O cientista político Felipe Borba, da Universidade Federal do Estado do Rio de Janeiro (UniRio), ressalta que, embora a popularidade em queda não seja um problema para a carreira política de Temer, já que o presidente não deverá disputar a reeleição em 2018, sua baixa aprovação pode levar ao afastamento de partidos aliados preocupados com uma possível rejeição nas urnas já na próxima disputa presidencial, especialmente a cúpula tucana.
— A baixa popularidade pode ser um problema, porque os partidos podem não querer se contaminar e sair do governo. Pode ser um empecilho para a governabilidade, principalmente quando se aproximar de 2018 — destaca Borba.
1 Eleição de aliados para o comando do Congresso
Logo no início do ano, Temer terá de lidar com a escolha dos sucessores de Rodrigo Maia (DEM-RJ) e Renan Calheiros (PMDB-RN) para as presidências da Câmara e do Senado.
Caberá ao governo eleger parceiros confiáveis, sem criar divisões na sua base.
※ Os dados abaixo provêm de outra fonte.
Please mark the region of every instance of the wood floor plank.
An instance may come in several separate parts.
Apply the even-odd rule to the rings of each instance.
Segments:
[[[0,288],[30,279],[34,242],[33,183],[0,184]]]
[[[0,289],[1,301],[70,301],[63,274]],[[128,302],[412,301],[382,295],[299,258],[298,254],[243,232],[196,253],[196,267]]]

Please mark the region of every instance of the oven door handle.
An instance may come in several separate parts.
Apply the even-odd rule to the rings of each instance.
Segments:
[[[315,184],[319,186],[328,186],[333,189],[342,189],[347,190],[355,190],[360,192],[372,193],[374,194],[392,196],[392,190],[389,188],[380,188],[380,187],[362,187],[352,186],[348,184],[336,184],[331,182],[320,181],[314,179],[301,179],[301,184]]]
Parte da governabilidade de Temer dependerá de quem ocupar esses cargos. — Por mais que negue, Temer agirá para eleger os próximos presidentes — diz Felipe Borba, cientista político da UniRio.
Um racha com os presidentes do Legislativo pode custar caro, como foi o embate entre Dilma Rousseff e o ex-deputado Eduardo Cunha, preso em Curitiba.
Eleito para um mandato-tampão após a queda de Cunha, Maia já se mobiliza para disputar a reeleição.
A seu favor, pesa um parecer favorável a sua candidatura, assinado pelo deputado Rubens Pereira (PCdoB-MA), relator de uma consulta feita à Comissão de Constituição e Justiça (CCJ).
Contra, a pressão de pré-candidatos do centrão e de alguns tucanos, o que poderá gerar dor de cabeça ao Planalto.
2 Coesão da base e apoio dos tucanos
A união da base que vem votando no Congresso a favor de temas que interessam ao governo é um dos principais desafios de Temer.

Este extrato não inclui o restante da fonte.